Following this announcement, twenty four Civil Society Organizations (CSOs) including the Africa Centre for Energy Policy (ACEP), the Ghana Centre For Democratic Development (CDD) and the Centre for Extractives and Development Africa (CEDA), in a joint statement, said that the Agyapa deal was inherently illegal.
In their view, the President holds the minerals in trust, they are not the President’s property or his government’s.
So, they said, it is required that the agreement be returned to Parliament for approval.
“Refusing to do so means we will go to court,” they said in reaction to the Finance Minister’s comment.
“Ladies and gentlemen, we reiterate that the coalition is not against alternative actions to optimize the mineral sector. However, we do not support the current attempt to sell the risk-free right of the country to royalties and the attendant questions around the transaction.
“The Africa Mining Vision is an important diagnostic instrument to identify ways to maximize mineral resources, and Ghana must show commitment to the regional document rather than short term gains to a set of politically connected people.”
The conversation on Agyapa came up recent after the Minerals Income Investment Fund (MIIF) was reported to have said that it is redesigning its strategy for listing its wholly owned subsidiary Agyapa Royalties on the London Stock Exchange and the Ghana Stock Exchange after being named the best financial institution in the mining sector by the French-based publication Forbes Monaco.
Forbes recognized MIIF’s strategic acquisition of over 14 million shares and a roughly 4.65% stake in Asante Gold Corporation, a Canadian- and Frankfurt-listed gold production company which operates in Ghana.
It is recalled that in his first state-of-the-nation address to that Parliament in his second term in office on Tuesday, March 9, President Nana Akufo-Addo said “in the course of this session of Parliament, Government will come back to engage the House on the steps it intends to take on the future of the Agyapa transaction”.
The agreement, which was approved by the Seventh Parliament on Friday, August 14, 2020, had to be withdrawn after a corruption-risk assessment was conducted by then Special Prosecutor, Martin Alamisi Amidu.
Resigning a few days afterwards, the Special Prosecutor accused President Akufo-Addo of interfering in his assessment on the deal under the Minerals Income Investment Fund Act, 2018 (Act 978).
“The reaction I received for daring to produce the Agyapa Royalties Limited Transactions anti-corruption report convinces me beyond any reasonable doubt that I was not intended to exercise any independence as the Special Prosecutor in the prevention, investigation, prosecution, and recovery of assets of corruption,” Mr Amidu said in his resignation letter to the president.
The Executive Secretary to the President, Nana Asante Bediatuo, replied the resignation letter and said a mere meeting between the president and a Special Prosecutor cannot be said to be interference.

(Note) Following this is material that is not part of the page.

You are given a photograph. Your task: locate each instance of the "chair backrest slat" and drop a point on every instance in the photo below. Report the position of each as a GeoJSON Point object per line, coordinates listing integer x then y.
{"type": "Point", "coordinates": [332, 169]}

“Your accusation of interference with your functions simply on account of the meeting the president held with you is perplexing. In exercise of what you considered to be your powers under Act 959, you had voluntarily proceeded to produce the Agyapa Report.
“The president had no hand in your work. Without prompting from any quarter within the Executive, you delivered a letter purporting to be a copy of you report to the president.
“The purpose of presenting a copy of the Agyapa report to the president is decipherable from paragraph 32 of your letter to the president in which you indicated that you hoped the report will be ‘used to improve current and future legislative and executive actions to make corruption and corruption-related offences very high risk enterprise in Ghana’.”
On Tuesday, March 9, President Akufo-Addo hinted of sending the deal back to Parliament for re-consideration.